Closing post in the series. The honest ledger: things that took longer than planned, things the agent swarm got wrong, what is still open, and the gap between a reference implementation and a regulated production system.

Published 2026-08-04. Code references are pinned to commit cceaee4.

This is the eighth and final post in the series on building this UK Basel 3.1 RWA calculator. Posts 1–7 made the case for what the calculator does and how it works. This post is the ledger: what got built, what didn't, what nearly didn't, and what to expect of a reference implementation versus a regulated production system.

The series began with this claim: "This is a reference implementation — useful for understanding how the rules behave, not a regulated production system. The gap between the two matters; I'll come back to it in post 8." This is post 8. The gap is the substance of half this post.

Things that took longer than I planned¶

Four areas where the published changelog under-counts the effort that landed.

The CRM allocator. The credit risk mitigation processor went through three rewrites. The first version was a single-allocation pass: each piece of collateral is assigned to one exposure, full stop. That ignored counterparty-level pools (a parent guarantee covering many drawdowns) and facility-level pledges (a master collateral basket). The second version was multi-level: direct → facility-level pro-rata → counterparty-level pro-rata, with overcollateralisation thresholds (1.4x for non-financial RE/other, 1.25x for receivables, 1.0x for financial). The third version, shipped in 0.2.0, added pool-awareness for AIRB own-LGD anti-double-counting — the war story from post 6. Each rewrite was three to four weeks of work and produced numbers that looked correct under the previous test set. Each successive set of acceptance scenarios revealed why the previous version was structurally insufficient.

Rating inheritance. Resolving "the counterparty's effective rating" turned out to be two parallel resolutions, not one. Internal ratings (which carry a PD) and external ratings (which carry a CQS) inherit from different parent chains under different rules, with Art. 138 multi-rating selection layered on top of the external chain. The classifier gates IRB on internal_pd is not null, not on rating presence. Sovereigns with external CQS but no internal PD always land on SA even when F-IRB is permitted. The whole story took six weeks across engine/hierarchy.py, the classifier, and the cross-approach guarantor routing — most of which I underestimated as "should be a couple of joins."

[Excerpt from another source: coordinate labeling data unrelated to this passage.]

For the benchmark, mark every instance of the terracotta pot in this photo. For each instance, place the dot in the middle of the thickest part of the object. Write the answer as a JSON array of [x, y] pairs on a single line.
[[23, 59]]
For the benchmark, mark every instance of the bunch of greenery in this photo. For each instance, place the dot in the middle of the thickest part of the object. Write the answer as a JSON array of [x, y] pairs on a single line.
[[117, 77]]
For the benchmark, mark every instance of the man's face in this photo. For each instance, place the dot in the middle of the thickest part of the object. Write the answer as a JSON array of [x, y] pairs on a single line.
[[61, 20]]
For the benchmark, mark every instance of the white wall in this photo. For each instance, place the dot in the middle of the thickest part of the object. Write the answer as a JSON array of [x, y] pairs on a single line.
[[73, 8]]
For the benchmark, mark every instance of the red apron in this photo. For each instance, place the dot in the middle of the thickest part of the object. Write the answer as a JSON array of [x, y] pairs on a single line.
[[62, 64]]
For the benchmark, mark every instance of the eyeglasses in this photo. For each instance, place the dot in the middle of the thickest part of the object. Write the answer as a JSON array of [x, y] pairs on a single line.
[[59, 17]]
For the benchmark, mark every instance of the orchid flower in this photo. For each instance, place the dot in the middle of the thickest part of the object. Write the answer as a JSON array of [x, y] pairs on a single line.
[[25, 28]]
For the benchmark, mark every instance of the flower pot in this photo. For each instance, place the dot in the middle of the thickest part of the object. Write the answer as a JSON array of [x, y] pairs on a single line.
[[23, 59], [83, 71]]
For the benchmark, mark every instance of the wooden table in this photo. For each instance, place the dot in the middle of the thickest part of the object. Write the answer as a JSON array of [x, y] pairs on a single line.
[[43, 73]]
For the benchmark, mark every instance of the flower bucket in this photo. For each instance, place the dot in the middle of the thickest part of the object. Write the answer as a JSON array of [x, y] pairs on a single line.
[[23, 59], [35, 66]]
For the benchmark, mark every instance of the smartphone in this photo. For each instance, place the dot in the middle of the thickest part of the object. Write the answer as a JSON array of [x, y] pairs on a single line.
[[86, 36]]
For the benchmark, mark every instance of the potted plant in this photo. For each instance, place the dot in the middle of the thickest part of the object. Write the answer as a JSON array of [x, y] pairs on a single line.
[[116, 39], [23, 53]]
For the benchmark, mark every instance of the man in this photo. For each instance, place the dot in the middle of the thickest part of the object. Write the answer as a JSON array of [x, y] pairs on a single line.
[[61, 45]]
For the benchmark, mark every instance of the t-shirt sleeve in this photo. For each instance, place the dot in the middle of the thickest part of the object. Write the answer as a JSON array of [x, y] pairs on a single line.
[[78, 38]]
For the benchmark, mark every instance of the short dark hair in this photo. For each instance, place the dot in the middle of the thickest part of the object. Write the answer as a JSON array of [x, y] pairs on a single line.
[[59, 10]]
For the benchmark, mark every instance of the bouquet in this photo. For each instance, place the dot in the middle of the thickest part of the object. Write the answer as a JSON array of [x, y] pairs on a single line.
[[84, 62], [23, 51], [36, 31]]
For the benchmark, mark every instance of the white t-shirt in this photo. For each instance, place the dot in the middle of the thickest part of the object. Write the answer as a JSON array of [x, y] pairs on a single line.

The output floor's OF-ADJ. The headline max(U-TREA, x × S-TREA) formula from post 5 is straightforward. The OF-ADJ reconciliation between IRB provision treatment (EL shortfall to CET1, excess to T2 capped at 0.6% of IRB RWA) and SA provision treatment (general credit risk adjustments to T2 directly) was not. The first cut conflated GCRA and SCRA, which produced floor numbers that were quietly wrong on any portfolio with non-zero general provisions. Sorting out the GCRA / SCRA boundary against Reg (EU) 183/2014, the 1.25% S-TREA cap on GCRA, and the 12.5x own-funds-to-RWA conversion took longer than the rest of the floor implementation combined.

RGLA / PSE classification routing. Regional governments and public sector entities can be treated as sovereign-derived or institution-treated; the same counterparty therefore has two possible exposure classes. I knew about this in principle. I learned the consequences from a version 0.1.63 bug where rgla_institution and pse_institution counterparties carrying internal ratings were silently routed to SA regardless of IRB permissions, because the permission expressions were keyed on the SA exposure class while the IRB permission table only listed CGCB and INSTITUTION. The fix touched the classifier, the model-permissions resolver, the entity-type maps, and a substantial set of regression tests. The lesson — that "what class is this exposure?" is genuinely a two-answer question — would have been much cheaper to learn from the rule book than from the bug.

Things the agent swarm got wrong¶

The pre-commit gate from post 4 catches architectural drift. It does not catch regulatory misreading. Three categories where the gates passed, the test went green, and the result was wrong on a careful read of the regulation.

Reasonable-looking arithmetic on the wrong unit. The SME supporting factor evaluating per-counterparty instead of group-of-connected-clients (covered in post 6) is the cleanest example. The agent's hand-derivation showed the EUR 1.5m threshold being checked against the loan's EAD, the test asserted the resulting RWA, the implementation made the test pass, the gate ran clean. Nothing about that loop ever consulted Art. 4(1)(39) on connected clients. The bug was caught only when a later acceptance scenario combined a small loan with a large parent group and produced a number that disagreed with the spec doc the architect agent had cited.

Multi-rating "most recent wins." The hierarchy resolver's external rating logic for Art. 138 originally collapsed multiple ratings to "the most recent assessment" — a defensible default if you have not read Art. 138 carefully. The actual rule is per-agency dedup (most recent per ECAI), then 1-rating / 2-rating-higher-RW / ≥3-rating-second-best selection. The first implementation passed every acceptance scenario where each counterparty had ratings from at most one agency, which was every scenario at the time the implementation landed. The bug was caught when the next batch of scenarios introduced multi-agency ratings — and the agents that wrote those scenarios did not notice that the hand-derivation should have followed Art. 138 because the rule had not been salient on previous iterations.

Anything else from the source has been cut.